Nouvellement nommée à la tête de l’Association France-Algérie (AFA), Ségolène Royal a pour mission d’apaiser les tensions persistantes. Du 26 au 30 janvier, son séjour à Alger vise à surmonter la crise actuelle qui oppose les deux pays.
L'ancienne ministre a rencontré Abdelmadjid Tebboune, le président algérien, dès le début de sa visite. "Je suis très honorée de cette audience qui témoigne de sa volonté de dialogue, sous réserve de respect et de considération réciproques", a-t-elle déclaré à l'issue de cette rencontre, comme rapporté par 20 Minutes.

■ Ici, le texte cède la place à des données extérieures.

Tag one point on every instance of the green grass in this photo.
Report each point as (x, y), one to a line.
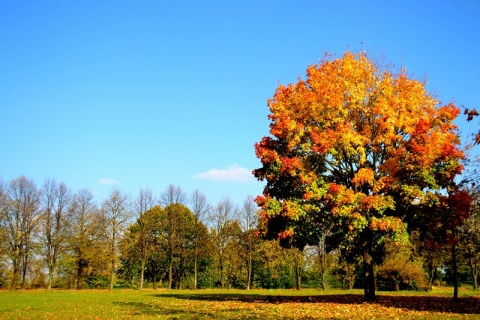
(235, 304)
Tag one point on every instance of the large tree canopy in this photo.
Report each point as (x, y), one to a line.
(350, 150)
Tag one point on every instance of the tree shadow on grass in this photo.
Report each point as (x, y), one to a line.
(464, 305)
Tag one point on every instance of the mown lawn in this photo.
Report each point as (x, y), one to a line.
(235, 304)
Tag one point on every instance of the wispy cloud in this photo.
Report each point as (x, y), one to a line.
(108, 181)
(234, 173)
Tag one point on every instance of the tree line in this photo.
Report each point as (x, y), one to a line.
(52, 237)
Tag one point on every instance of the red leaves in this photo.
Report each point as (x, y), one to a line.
(470, 114)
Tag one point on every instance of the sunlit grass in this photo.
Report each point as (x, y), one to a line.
(235, 304)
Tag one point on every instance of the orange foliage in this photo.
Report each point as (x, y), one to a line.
(354, 139)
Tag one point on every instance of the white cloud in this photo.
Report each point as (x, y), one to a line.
(234, 173)
(108, 181)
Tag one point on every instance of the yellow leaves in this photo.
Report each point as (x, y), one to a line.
(364, 176)
(387, 224)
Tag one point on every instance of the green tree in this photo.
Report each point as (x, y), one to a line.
(355, 145)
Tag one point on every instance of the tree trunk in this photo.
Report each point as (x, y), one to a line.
(474, 270)
(249, 271)
(222, 277)
(170, 270)
(298, 269)
(195, 275)
(455, 272)
(50, 278)
(368, 269)
(142, 273)
(112, 275)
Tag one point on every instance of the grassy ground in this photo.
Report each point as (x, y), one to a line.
(235, 304)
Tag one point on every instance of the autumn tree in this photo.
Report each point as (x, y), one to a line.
(53, 223)
(355, 144)
(116, 212)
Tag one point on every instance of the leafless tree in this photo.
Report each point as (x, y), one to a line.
(200, 208)
(116, 211)
(83, 229)
(55, 199)
(170, 198)
(221, 218)
(144, 202)
(20, 219)
(248, 220)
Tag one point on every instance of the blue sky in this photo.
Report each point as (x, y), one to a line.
(135, 94)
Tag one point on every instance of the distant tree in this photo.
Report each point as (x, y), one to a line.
(116, 212)
(174, 199)
(144, 202)
(222, 223)
(53, 223)
(248, 220)
(85, 236)
(469, 236)
(20, 219)
(356, 145)
(200, 208)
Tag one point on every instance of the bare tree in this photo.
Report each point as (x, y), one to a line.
(55, 201)
(200, 208)
(173, 195)
(221, 218)
(248, 220)
(117, 213)
(83, 229)
(143, 203)
(170, 199)
(20, 220)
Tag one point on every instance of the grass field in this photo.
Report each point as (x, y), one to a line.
(235, 304)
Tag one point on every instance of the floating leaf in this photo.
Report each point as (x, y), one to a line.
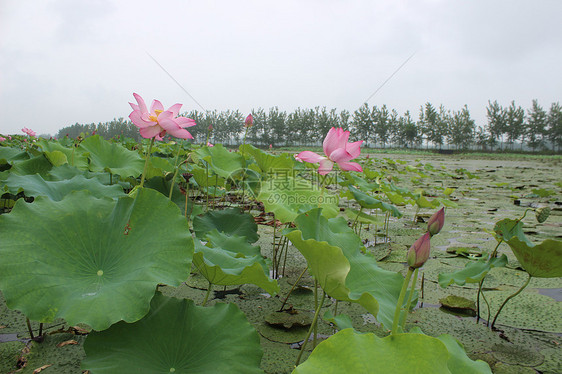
(229, 221)
(473, 272)
(268, 163)
(227, 260)
(287, 197)
(177, 337)
(35, 185)
(351, 352)
(370, 202)
(223, 162)
(111, 157)
(333, 252)
(363, 217)
(543, 260)
(89, 260)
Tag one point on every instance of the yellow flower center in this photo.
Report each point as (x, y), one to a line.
(154, 118)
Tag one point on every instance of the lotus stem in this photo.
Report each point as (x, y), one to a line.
(314, 321)
(401, 300)
(176, 166)
(410, 295)
(509, 298)
(146, 162)
(29, 328)
(292, 289)
(207, 294)
(315, 326)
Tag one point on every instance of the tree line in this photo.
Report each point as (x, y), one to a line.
(382, 127)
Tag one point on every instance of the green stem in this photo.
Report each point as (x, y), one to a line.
(410, 295)
(29, 328)
(509, 298)
(175, 173)
(292, 288)
(401, 301)
(314, 337)
(146, 162)
(314, 321)
(207, 294)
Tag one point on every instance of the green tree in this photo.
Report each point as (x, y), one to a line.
(554, 121)
(363, 124)
(536, 126)
(496, 122)
(461, 128)
(514, 123)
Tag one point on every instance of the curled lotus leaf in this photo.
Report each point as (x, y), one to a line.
(352, 352)
(177, 337)
(89, 260)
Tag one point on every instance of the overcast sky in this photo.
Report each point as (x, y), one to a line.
(68, 61)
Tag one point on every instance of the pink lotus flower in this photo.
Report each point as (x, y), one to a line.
(157, 122)
(436, 222)
(29, 131)
(419, 251)
(249, 122)
(338, 150)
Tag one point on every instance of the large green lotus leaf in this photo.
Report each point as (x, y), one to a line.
(206, 180)
(158, 167)
(36, 165)
(369, 202)
(8, 155)
(351, 352)
(60, 155)
(162, 185)
(356, 180)
(459, 362)
(473, 272)
(543, 260)
(111, 157)
(230, 221)
(177, 337)
(35, 185)
(510, 228)
(223, 162)
(89, 260)
(333, 252)
(226, 265)
(286, 196)
(268, 163)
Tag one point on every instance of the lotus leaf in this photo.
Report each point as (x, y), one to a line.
(333, 252)
(59, 155)
(543, 260)
(367, 201)
(230, 261)
(351, 352)
(230, 221)
(177, 337)
(35, 185)
(111, 157)
(473, 272)
(89, 260)
(266, 162)
(285, 196)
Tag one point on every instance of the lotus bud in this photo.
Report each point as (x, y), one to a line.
(436, 222)
(542, 214)
(249, 122)
(419, 251)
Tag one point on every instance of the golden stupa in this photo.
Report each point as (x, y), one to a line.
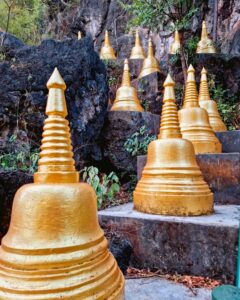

"La reconstruction de l’amitié entre la France et l’Algérie est une obligation envers les jeunes générations des deux rives", a-t-elle insisté. Depuis l'été 2024 et la reconnaissance par la France d'un plan d'autonomie du Sahara occidental, les relations entre Paris et Alger n'ont cessé de se détériorer.
“La mémoire n’est jamais une rente ni une culpabilité héréditaire”
Elle a également abordé les propos d'Emmanuel Macron, qui avait mentionné une "rente mémorielle" pour l'Algérie. "La mémoire est une vérité des blessures qui doivent être reconnues et réparées, sans demandes de contrepartie", a-t-elle affirmé.
Royal, qui appelle à la restitution des biens culturels et archives à l'Algérie, s’engage à discuter de ces sujets avec le président Macron à son retour : "C'est ce que je lui dirai, comme il l'avait promis au début de son mandat".